JR東日本、水素発電車両「HYBARI」営業投入へ 2027年度末から鶴見線など

FV-E991系 HYBARI

JR東日本は7月14日、水素ハイブリッド電車FV-E991系「HYBARI(ひばり)」の営業運転を、2027年度末をめどに開始すると発表した。

HYBARIは、水素を燃料とする燃料電池装置と蓄電池を搭載したハイブリッド車両。愛称は“Hydrogen-Hybrid Advanced Rail Vehicle for Innovation(変革を起こす水素燃料電池と主回路用蓄電池ハイブリッドの先進鉄道車両)”の意味を持つ。車両に貯蔵した水素を空気中の酸素と化学反応させて発電するため、走行時に二酸化炭素(CO2)を排出しない。2022年3月から鶴見線や南武線で実証試験を行い、車両性能やシステムの安定性を検証してきた。

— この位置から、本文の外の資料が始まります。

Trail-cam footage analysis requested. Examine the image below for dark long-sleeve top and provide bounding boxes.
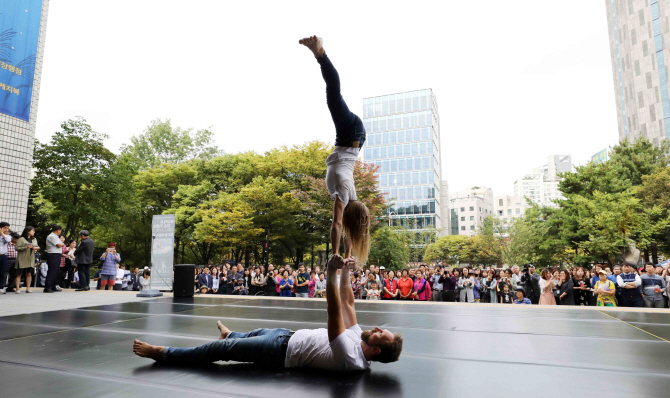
[438,275,458,290]
[558,279,575,305]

▲営業運転向け改造前のFV-E991系「HYBARI」の車内

今後、営業運転に向けた改造を行い、2027年度末をめどに鶴見線の鶴見〜扇町駅間と南武支線の尻手〜浜川崎駅間で営業運転を開始する。水素の充填は、南武線の武蔵中原駅に隣接する鎌倉車両ベース中原(旧・鎌倉車両センター中原支所)で行い、1回の充填で約70キロ走行できる。

あわせて、次世代水素ハイブリッド電車の開発にも着手する。70メガパスカルの高圧水素を世界で初めて鉄道車両に使用し、ディーゼル車両と同等の走行距離を実現するとともに、勾配が連続する区間など、広範囲の線区で運用できる対応できる走行性能を目指す。

次世代車両は、2030年度末をめどに営業運転を開始する計画。導入に合わせて、より短時間で高圧水素を充填できる設備も整備する。将来的には、海外から輸入する水素などの活用を検討し、車両システムの海外展開も視野に入れる。